Abstract : Report explores varied usage of state terror as a complement to a specific economic and social project under the military-bureaucratic authoritarian regime that governed Argentina from 1976 to 1981. It uses the Gramscian notion of domination to do so, showing how state terror was applied systematically and multivariously in order to disrupt the economic and political strength and excluded social classes.
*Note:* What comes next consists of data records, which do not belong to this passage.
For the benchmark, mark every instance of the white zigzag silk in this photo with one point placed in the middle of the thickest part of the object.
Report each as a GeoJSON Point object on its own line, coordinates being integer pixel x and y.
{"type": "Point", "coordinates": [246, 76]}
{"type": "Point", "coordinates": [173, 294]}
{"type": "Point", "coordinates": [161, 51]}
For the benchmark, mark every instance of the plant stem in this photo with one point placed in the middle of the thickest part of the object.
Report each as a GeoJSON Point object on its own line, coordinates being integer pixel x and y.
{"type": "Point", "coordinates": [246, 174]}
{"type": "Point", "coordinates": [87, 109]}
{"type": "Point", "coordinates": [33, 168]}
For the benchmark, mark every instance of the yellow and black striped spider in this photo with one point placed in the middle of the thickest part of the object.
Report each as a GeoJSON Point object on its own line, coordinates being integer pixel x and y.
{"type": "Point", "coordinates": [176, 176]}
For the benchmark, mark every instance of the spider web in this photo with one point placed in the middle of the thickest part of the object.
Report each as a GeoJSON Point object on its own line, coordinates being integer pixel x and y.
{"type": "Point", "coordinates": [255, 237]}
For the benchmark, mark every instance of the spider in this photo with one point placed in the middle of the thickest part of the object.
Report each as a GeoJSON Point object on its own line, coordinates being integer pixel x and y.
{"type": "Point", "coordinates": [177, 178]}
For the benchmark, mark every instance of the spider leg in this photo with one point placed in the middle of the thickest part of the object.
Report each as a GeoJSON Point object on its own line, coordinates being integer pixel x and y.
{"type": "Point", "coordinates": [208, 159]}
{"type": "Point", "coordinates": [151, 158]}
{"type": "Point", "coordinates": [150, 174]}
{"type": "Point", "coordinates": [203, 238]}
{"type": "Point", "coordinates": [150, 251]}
This essay had Its genesis during my stay as a visiting scholar at the Center for the Study of State and Society (CEDES) in Buenos Aires, Argentina in the Fall of 1983. This paper explores the varied usage of state terror as a complement to a specific economic and social project under the military-bureaucratic authoritarian regime that governed Argentina between 1976 and 1981. To do so, it adopts a neo-Gramsican theoretical approach in order to demonstrate that state terror was an essential part of the exercise in dominio that was the so-called 'Proceso de Reorganizacion Nacional' (Process of National Reorganization). It then demonstrates that both overt and more subtle forms of state terror were used by the military regime and its civilian allies in a systematic attempt to disrupt the economic and political strength of those believed responsible for the chaotic social conditions they inherited: the domestic bourgeoise and organized working classes. Finally, an appraisal is made of the impact this application of state terror had on collective identities within the victimized classes, as well as on Argentine society as a whole.